The second keynote struck a different note. This presenter focused on where LLMs work and how to make them work better. LLMs deal well with ambiguity because they fill in any knowledge gaps based on a learning set. They summarise information across many sources, demonstrating perhaps limited intelligence but with a lot of knowledge. For something like programming, it’s more efficient cognitively to ask an LLM to provide a first draft and then correct the answer. But LLMs can't make long range decisions, and acquiring context is hard.
This keynote concluded that humans won't be replaced by LLMs any time soon. Artificial Intelligence, at least in its LLM form is just another tool. It can't solve social problems or reliably identify human emotions. Humans are still better at exposing bias, identifying downstream impacts, responding to change, socio-political nuance and taking context into account. It is particularly relevant for applications using machine learning because all data has biases, and we should continue to be aware of bias in these applications.
While AI systems pose some threats to creative activities, they also have great possibilities to enhance what we can do.
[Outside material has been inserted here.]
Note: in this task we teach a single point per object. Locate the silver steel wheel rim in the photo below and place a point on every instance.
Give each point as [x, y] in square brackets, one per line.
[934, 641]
In contrast to some of the media coverage around AI systems, the consensus that I heard in this community was that AI presents many opportunities, but the technology is still limited in application and we need more understanding of how to embed AI systems in human-machine teams.
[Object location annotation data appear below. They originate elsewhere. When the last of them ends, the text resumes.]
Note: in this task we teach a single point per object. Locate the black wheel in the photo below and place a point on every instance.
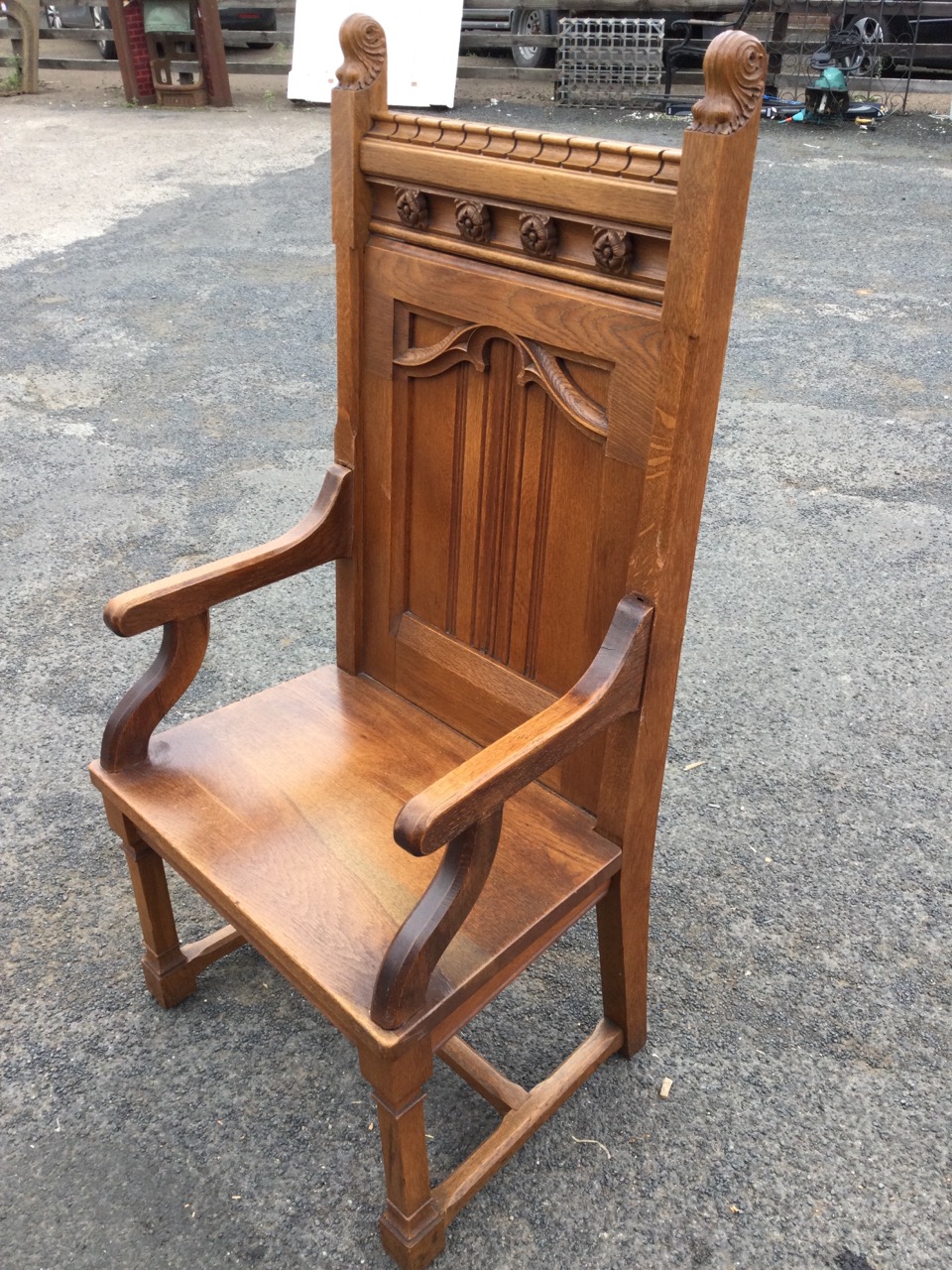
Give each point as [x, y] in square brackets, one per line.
[99, 13]
[534, 22]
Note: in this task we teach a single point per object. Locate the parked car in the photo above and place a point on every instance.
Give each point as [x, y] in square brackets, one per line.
[867, 22]
[234, 18]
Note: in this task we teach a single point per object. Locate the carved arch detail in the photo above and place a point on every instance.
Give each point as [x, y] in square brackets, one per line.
[538, 363]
Why this matters for business agilists
This is of interest to business agilists because of the continuing debates in professional and popular media about the use of AI and its possibilities — in particular, about the role of humans in an AI world. Although artificial intelligence has been around for many years, its latest incarnation in machine learning and large language models will impact business in various ways. The debates at ICSE emphasise how these impacts need to be embraced by businesses, but with a clear recognition of their limitations.
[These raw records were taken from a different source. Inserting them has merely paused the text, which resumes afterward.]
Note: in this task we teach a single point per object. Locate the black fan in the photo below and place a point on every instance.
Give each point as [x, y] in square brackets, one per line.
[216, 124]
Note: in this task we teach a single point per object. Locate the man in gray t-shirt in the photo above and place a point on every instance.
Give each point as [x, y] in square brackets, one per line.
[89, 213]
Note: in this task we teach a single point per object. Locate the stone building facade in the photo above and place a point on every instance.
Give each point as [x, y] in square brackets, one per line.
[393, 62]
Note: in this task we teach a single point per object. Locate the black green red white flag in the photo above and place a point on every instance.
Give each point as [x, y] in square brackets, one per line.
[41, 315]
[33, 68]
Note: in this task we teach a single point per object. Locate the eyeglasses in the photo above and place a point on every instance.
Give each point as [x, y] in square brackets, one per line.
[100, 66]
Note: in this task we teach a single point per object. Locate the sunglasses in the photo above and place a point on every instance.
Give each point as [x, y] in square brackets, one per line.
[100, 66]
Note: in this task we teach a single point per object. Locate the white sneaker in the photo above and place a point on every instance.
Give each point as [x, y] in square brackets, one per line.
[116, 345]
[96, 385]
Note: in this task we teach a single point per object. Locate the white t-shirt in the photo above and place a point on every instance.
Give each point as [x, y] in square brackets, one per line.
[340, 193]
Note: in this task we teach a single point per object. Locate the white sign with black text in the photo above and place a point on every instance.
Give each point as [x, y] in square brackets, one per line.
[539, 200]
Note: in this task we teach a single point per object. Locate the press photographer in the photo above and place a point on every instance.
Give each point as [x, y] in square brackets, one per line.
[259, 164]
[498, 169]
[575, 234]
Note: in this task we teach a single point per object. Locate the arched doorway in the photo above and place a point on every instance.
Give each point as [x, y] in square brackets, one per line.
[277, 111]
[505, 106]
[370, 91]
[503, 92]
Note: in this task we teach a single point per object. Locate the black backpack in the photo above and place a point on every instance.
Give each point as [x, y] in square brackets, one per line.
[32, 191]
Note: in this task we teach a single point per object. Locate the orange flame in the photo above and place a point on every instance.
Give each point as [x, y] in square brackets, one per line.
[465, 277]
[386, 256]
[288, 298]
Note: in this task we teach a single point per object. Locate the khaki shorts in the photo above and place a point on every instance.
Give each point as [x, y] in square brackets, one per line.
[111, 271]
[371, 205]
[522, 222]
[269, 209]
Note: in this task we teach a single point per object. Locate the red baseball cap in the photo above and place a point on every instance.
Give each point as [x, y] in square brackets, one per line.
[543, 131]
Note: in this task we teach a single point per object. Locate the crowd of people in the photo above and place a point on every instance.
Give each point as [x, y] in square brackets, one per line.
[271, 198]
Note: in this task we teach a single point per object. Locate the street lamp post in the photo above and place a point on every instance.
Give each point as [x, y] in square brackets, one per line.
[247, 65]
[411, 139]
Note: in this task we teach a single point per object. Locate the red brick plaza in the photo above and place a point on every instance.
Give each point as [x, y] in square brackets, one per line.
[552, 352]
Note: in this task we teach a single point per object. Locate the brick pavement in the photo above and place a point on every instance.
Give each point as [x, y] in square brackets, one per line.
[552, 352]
AI systems such as LLMs are here to stay and are evolving rapidly. Copilot, for example, is already used by many software developers and ChatGPT has sparked a range of reactions in the creative industries and in radio and television programmes. Their presence will affect how work is done, what capabilities are needed and how products are designed and deployed. Apart from the big questions of trust and automation raised above, there are several other areas that agilists need to be prepared to face if AI systems become part of everyday practices, both technical and organisational, including:
-
What would be the impact on our everyday processes (scrums, retrospectives), and job roles (Scrum masters) etc?
-
What would it mean for the financial liability of companies if the systems fail, for example? If the code was written, debugged, or revised by an LLM who is accountable? What if you fire a human software developer for LLM mistakes and are taken to court?
-
The keynotes highlight the role of the human-in-the-loop (HITL). This could become crucial to an organisation’s strategies for recruiting and retaining staff, requiring a significant cultural change in existing agile practices across the organisational functions (not just IT or software development).
-
How do business agilists assess themselves as the humans in the loop for this LLM-driven future? Are you ready for this change? What do you and your organisations need to do to be ready for it?